POLITICS

Anti-Prostitution Bill Approved By Senate, Could Be Law By December

11/04/2014 09:27 EST | Updated 01/04/2015 05:59 EST
AP
Canada's Prime Minister Stephen Harper speaks during a media conference during the G-8 summit at the Lough Erne golf resort in Enniskillen, Northern Ireland, on Tuesday, June 18, 2013. The final day of the G-8 summit of wealthy nations is ending with discussions on globe-trotting corporate tax dodgers, a lunch with leaders from Africa, and suspense over whether Russia and Western leaders can avoid diplomatic fireworks over their deadlock on Syria’s civil war. (AP Photo/Ben Stansall, Pool)
OTTAWA - The Conservative government's controversial anti-prostitution bill passed third reading in the Senate on Tuesday and requires only royal assent to become law.
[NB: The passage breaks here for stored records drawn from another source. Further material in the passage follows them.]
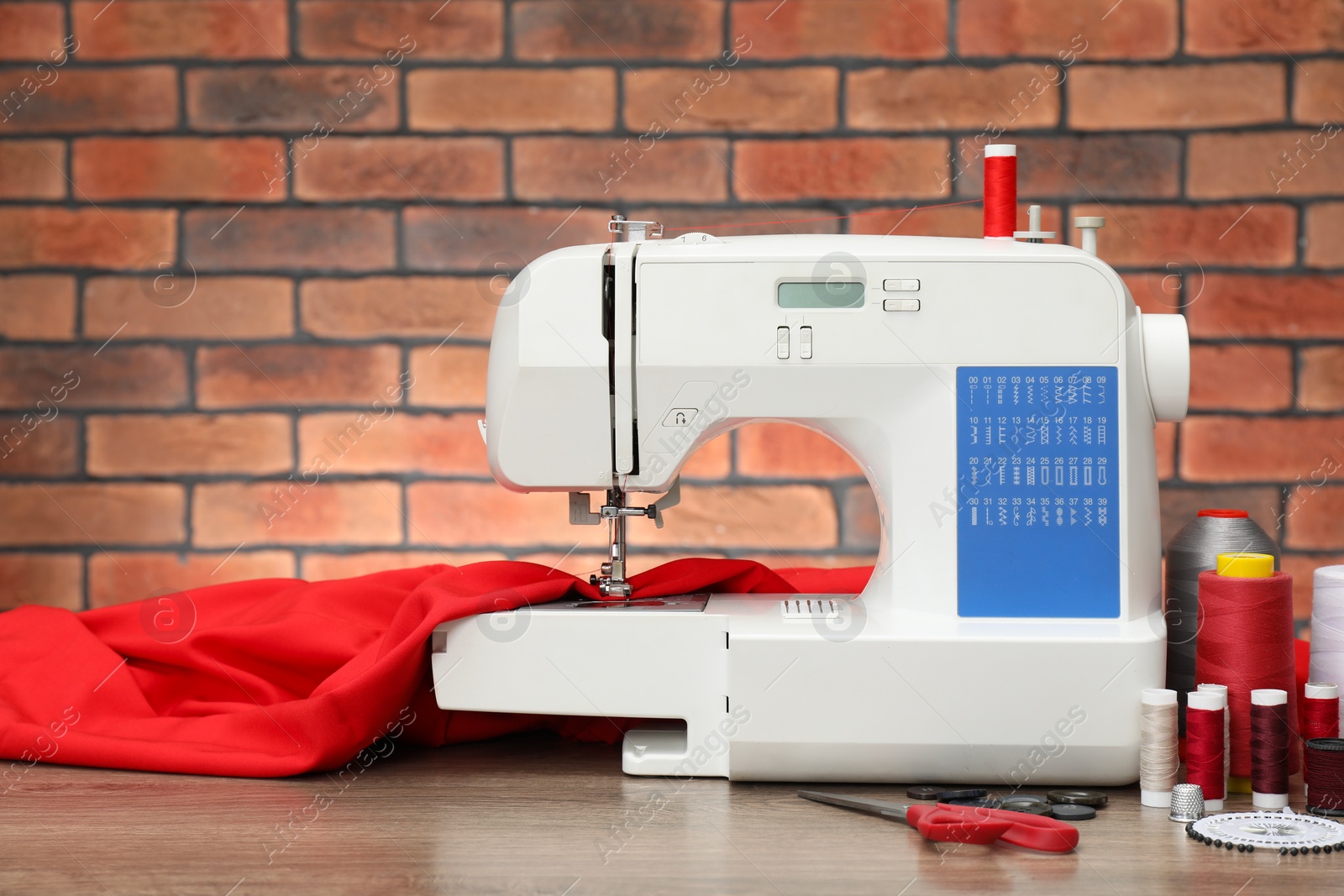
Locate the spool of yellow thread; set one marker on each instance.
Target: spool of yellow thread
(1247, 566)
(1243, 566)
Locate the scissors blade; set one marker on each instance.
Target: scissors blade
(870, 806)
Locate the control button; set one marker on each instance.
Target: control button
(679, 417)
(900, 285)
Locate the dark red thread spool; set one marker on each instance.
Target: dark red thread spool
(1247, 642)
(1000, 190)
(1269, 748)
(1326, 775)
(1205, 746)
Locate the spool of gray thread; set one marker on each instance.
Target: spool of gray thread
(1189, 553)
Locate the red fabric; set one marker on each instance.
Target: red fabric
(279, 676)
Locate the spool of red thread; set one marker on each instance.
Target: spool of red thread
(1247, 642)
(1205, 745)
(1000, 190)
(1269, 748)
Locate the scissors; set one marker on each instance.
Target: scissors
(964, 824)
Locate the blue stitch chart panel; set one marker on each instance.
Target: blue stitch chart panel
(1038, 517)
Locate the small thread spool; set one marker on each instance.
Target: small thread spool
(1158, 755)
(1191, 551)
(1326, 775)
(1206, 746)
(1000, 191)
(1247, 642)
(1227, 731)
(1269, 747)
(1328, 625)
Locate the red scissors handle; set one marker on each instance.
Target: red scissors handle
(980, 825)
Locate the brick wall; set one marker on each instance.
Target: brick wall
(252, 242)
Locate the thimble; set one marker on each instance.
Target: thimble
(1187, 804)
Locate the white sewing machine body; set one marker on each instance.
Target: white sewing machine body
(999, 399)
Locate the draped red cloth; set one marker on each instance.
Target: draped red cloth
(280, 676)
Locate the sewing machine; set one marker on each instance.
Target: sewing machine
(1000, 396)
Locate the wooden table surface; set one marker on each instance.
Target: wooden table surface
(538, 815)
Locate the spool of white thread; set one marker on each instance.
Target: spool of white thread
(1227, 731)
(1158, 755)
(1214, 700)
(1328, 625)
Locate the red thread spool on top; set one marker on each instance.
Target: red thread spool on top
(1000, 190)
(1247, 642)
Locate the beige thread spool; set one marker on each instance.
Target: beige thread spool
(1158, 755)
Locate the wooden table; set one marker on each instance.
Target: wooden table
(541, 815)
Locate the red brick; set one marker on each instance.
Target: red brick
(31, 29)
(1218, 29)
(753, 517)
(1164, 436)
(443, 307)
(711, 461)
(1321, 385)
(205, 168)
(1178, 97)
(1316, 90)
(615, 31)
(942, 97)
(495, 239)
(181, 29)
(1180, 504)
(37, 307)
(39, 443)
(461, 168)
(49, 579)
(311, 101)
(606, 168)
(1155, 293)
(293, 512)
(94, 513)
(1315, 515)
(1241, 378)
(1088, 29)
(113, 238)
(123, 577)
(1285, 163)
(319, 567)
(454, 31)
(1326, 235)
(911, 29)
(1301, 567)
(837, 168)
(141, 376)
(1231, 449)
(386, 441)
(449, 376)
(77, 100)
(295, 376)
(956, 221)
(33, 168)
(739, 221)
(1085, 168)
(1258, 307)
(291, 239)
(1236, 235)
(511, 100)
(181, 305)
(187, 443)
(783, 450)
(743, 101)
(862, 524)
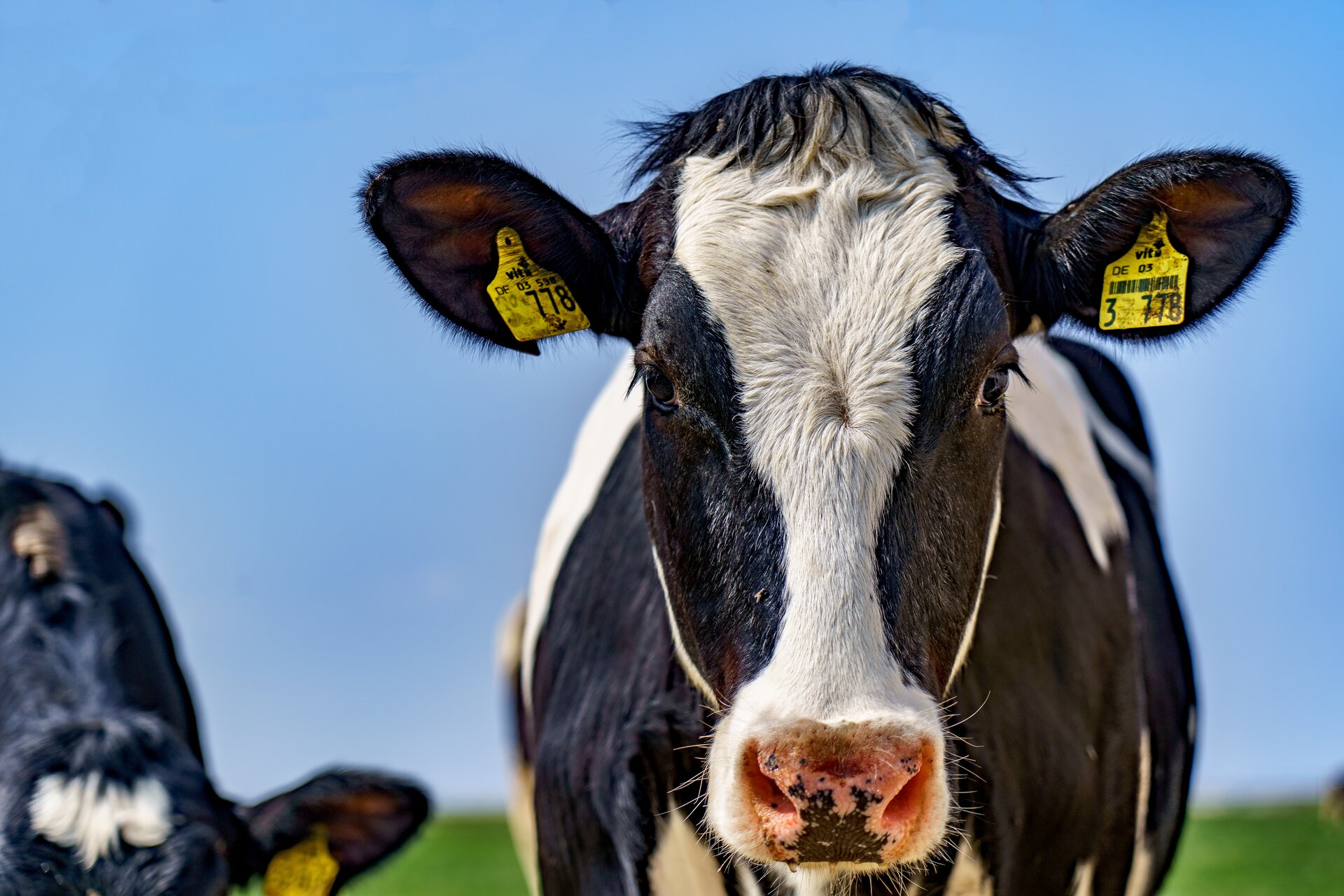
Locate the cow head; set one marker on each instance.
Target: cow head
(99, 796)
(823, 282)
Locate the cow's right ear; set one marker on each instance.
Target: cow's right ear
(444, 219)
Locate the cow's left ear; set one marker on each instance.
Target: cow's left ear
(1222, 210)
(358, 818)
(496, 251)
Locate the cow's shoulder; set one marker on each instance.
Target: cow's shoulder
(1109, 388)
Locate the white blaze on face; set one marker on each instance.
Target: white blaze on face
(94, 816)
(819, 274)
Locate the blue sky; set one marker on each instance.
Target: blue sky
(337, 503)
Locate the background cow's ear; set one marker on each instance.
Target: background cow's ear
(365, 816)
(440, 218)
(1225, 211)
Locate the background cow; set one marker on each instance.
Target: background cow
(102, 782)
(866, 580)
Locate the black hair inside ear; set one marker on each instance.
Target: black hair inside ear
(1225, 211)
(365, 816)
(440, 218)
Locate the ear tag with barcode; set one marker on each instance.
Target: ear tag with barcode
(304, 869)
(536, 302)
(1147, 285)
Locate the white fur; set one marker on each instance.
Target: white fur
(94, 816)
(601, 435)
(1140, 868)
(1051, 416)
(819, 272)
(692, 672)
(682, 865)
(969, 876)
(1084, 875)
(968, 636)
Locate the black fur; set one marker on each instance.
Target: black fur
(1070, 663)
(90, 685)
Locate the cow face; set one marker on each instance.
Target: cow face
(822, 285)
(101, 797)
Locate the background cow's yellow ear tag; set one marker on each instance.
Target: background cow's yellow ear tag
(534, 302)
(304, 869)
(1147, 285)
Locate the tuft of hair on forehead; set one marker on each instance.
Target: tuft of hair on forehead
(94, 816)
(835, 111)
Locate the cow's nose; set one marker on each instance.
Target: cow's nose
(858, 797)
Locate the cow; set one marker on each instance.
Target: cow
(104, 789)
(854, 582)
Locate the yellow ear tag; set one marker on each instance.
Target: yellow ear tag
(1147, 285)
(304, 869)
(536, 302)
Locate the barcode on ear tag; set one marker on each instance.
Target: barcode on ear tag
(1147, 285)
(536, 302)
(304, 869)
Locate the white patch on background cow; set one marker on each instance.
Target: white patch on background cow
(522, 822)
(94, 816)
(39, 538)
(968, 636)
(819, 270)
(1051, 416)
(601, 437)
(682, 865)
(1084, 875)
(1140, 868)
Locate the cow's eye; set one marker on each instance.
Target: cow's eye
(660, 388)
(992, 391)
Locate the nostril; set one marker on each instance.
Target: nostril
(765, 793)
(905, 806)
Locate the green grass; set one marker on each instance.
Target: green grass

The government had wanted to get the bill through the legislative process by the middle of this month, so it could become law by December.

That would meet the deadline imposed by the Supreme Court of Canada when it struck down existing laws as unconstitutional last year.

The court found the laws violated the charter rights of sex workers because they were criminally prohibited from taking measures to keep themselves safe.

The Sex Professionals of Canada says the new set of laws won't improve things and will ensure violence against sex workers continues in Canada.

In a statement on its website, the group says keeping criminalization in place will continue the stigma and social exclusion of sex workers.

The group also said it plans to continue to fight for rights for sex workers, saying "this isn't over!"

The government has argued the legislation protects sex workers by giving them access to bodyguards and the ability to work indoors.

However, none of that can happen if a third party benefits or the sex worker is operating in exploitative conditions.

Scores of witnesses told both MPs and senators during hearings on the bill that the various exemptions in the bill are open to further charter challenges.

For example, while it would allow sex workers to advertise, it would make it an offence for anyone to run those ads, said Ian Carter, an executive member of the Canadian Bar Association's national criminal justice section.